Wednesday, March 16, 2011

proscuitto-wrapped cod with pesto potatoes and green beans

Wholey cow! While eating this amazing meal both my husband and I agreed that this entire meal is so delicious, it is worthy of serving to guests. Our older daughter loved the "fish wrapped in bacon" as well as the pesto potatoes and green beans.  What a hit this meal was, a definite to keep in the rotation.  Thank you Ellie!


prosciutto-wrapped cod ~this recipe is from Ellie Krieger's cookbook,So Easy
4 6-ounce cod fillets
salt 
pepper
4 or more slices of prosciutto (you may need more depending on the size of the cod you are wrapping)
1 T. extra-virgin olive oil


Place fish on a paper towel to absorb any moisture.  Season both sides with salt and pepper then wrap one or two slices of prosciutto around each piece of cod.   
Add olive oil to non stick skillet and preheat it over medium heat.
Add the fish fillets and cook until the proscuitto is crisp and the cod is cooked through, approximately 3-4 minutes per side.

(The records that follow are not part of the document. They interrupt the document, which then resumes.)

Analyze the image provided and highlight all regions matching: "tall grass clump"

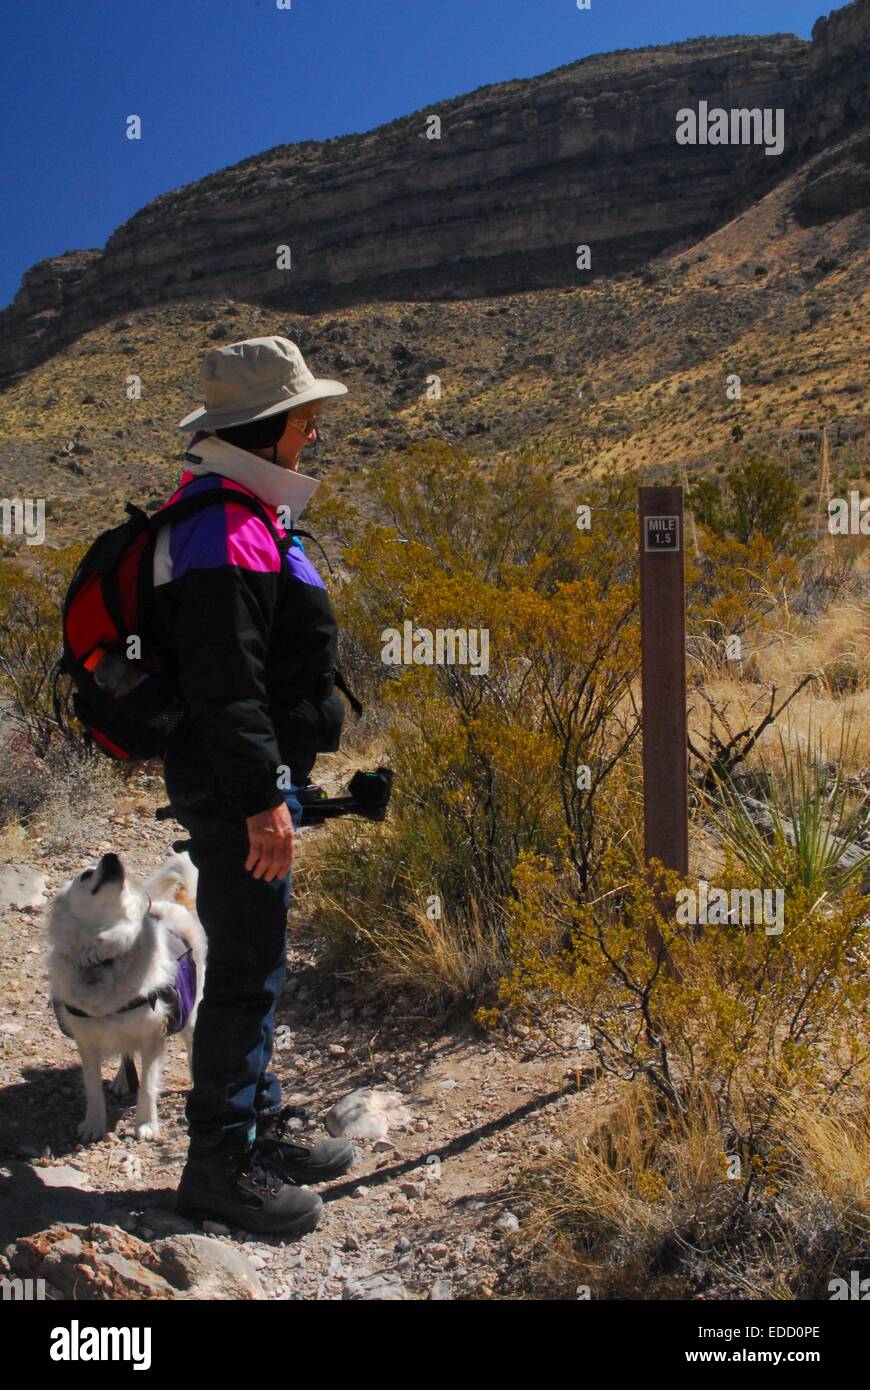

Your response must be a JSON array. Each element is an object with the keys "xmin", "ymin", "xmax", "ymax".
[{"xmin": 709, "ymin": 722, "xmax": 870, "ymax": 902}]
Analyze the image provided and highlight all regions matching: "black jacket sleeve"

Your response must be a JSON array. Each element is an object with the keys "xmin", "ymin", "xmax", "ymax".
[{"xmin": 160, "ymin": 563, "xmax": 286, "ymax": 818}]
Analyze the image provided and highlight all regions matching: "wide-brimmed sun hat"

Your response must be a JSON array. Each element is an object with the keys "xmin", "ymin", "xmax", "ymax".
[{"xmin": 177, "ymin": 334, "xmax": 348, "ymax": 431}]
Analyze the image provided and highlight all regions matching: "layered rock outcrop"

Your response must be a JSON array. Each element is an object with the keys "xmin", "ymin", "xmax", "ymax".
[{"xmin": 1, "ymin": 1, "xmax": 867, "ymax": 388}]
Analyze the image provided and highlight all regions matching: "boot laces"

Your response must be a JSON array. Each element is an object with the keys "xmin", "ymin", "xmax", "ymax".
[{"xmin": 242, "ymin": 1145, "xmax": 287, "ymax": 1196}]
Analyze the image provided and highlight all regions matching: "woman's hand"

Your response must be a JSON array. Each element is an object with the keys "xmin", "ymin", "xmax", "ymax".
[{"xmin": 245, "ymin": 801, "xmax": 295, "ymax": 881}]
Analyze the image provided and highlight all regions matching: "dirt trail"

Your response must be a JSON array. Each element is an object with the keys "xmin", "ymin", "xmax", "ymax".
[{"xmin": 0, "ymin": 802, "xmax": 604, "ymax": 1300}]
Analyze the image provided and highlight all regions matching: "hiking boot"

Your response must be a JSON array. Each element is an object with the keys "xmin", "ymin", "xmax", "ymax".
[
  {"xmin": 176, "ymin": 1142, "xmax": 323, "ymax": 1237},
  {"xmin": 255, "ymin": 1105, "xmax": 355, "ymax": 1183}
]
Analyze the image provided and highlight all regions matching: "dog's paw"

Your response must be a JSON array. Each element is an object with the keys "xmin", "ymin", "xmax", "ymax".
[
  {"xmin": 77, "ymin": 1117, "xmax": 107, "ymax": 1143},
  {"xmin": 134, "ymin": 1120, "xmax": 160, "ymax": 1141}
]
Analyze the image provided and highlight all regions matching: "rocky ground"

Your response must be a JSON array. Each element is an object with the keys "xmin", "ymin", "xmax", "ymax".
[{"xmin": 0, "ymin": 782, "xmax": 604, "ymax": 1301}]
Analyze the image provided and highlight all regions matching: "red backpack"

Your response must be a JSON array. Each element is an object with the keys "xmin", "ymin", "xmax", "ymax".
[{"xmin": 54, "ymin": 489, "xmax": 291, "ymax": 761}]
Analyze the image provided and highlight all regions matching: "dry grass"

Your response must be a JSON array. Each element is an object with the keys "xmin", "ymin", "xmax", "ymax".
[
  {"xmin": 325, "ymin": 890, "xmax": 508, "ymax": 1008},
  {"xmin": 691, "ymin": 571, "xmax": 870, "ymax": 781},
  {"xmin": 0, "ymin": 818, "xmax": 28, "ymax": 865},
  {"xmin": 518, "ymin": 1080, "xmax": 870, "ymax": 1300}
]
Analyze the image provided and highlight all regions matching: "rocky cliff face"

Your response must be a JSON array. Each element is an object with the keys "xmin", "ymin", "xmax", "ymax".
[
  {"xmin": 798, "ymin": 0, "xmax": 870, "ymax": 148},
  {"xmin": 1, "ymin": 1, "xmax": 868, "ymax": 388}
]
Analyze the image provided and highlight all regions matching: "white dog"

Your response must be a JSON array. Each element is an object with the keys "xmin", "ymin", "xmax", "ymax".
[{"xmin": 47, "ymin": 850, "xmax": 206, "ymax": 1143}]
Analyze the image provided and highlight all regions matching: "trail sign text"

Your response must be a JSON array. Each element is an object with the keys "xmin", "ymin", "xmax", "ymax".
[{"xmin": 644, "ymin": 515, "xmax": 680, "ymax": 552}]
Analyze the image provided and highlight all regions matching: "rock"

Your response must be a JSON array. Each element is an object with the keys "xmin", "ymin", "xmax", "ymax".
[
  {"xmin": 324, "ymin": 1088, "xmax": 412, "ymax": 1140},
  {"xmin": 96, "ymin": 1251, "xmax": 173, "ymax": 1298},
  {"xmin": 327, "ymin": 1043, "xmax": 346, "ymax": 1056},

pesto potatoes and green beans ~this recipe is adapted from Ellie Krieger's cookbook, So Easy
1 1/2 pounds red potatoes, or any you have on hand  (I used yellow potatoes)
1 pound of green beans, trimmed
1 1/2  cups fresh basil leaves
2/3 cup walnuts
4 garlic cloves (or less if you aren't a garlic lover)
2/3 cup olive oil
salt
pepper


In a small food processor, add the basil leaves, walnuts, garlic cloves and chop for approximately 30 seconds, or until a thick paste forms.  With the lid of the food processor on, drizzle in the olive oil through the top holes.  You can use more or less oil to your liking.  Season with salt and pepper.
(Ellie's recipe calls for store-bought pesto sauce which often contains Parmesan cheese.  If you can find a store-bought version without the cheese go for it).  I made this pesto earlier in the day which actually helped the flavors blend together more when I was ready to use it on the veggies.


Wash and cut the potatoes into 1-inch chunks.  Microwave the potatoes for approximately 6 minutes (or until they are almost cooked, slightly tender).


Place the potatoes on a roasting pan, drizzle with 2 T. olive oil and season with salt and pepper.  
Broil in the oven  for about 6 minutes, turning occasionally so they get golden brown on all sides.


Microwave the green beans in 1 T. water for approximately 2 minutes or until cooked but still crisp tender and bright green.


When the potatoes are golden brown remove from the oven and place in a serving bowl with the hot green beans.  Add 2 T. of the pesto sauce (or more to your liking) and toss together.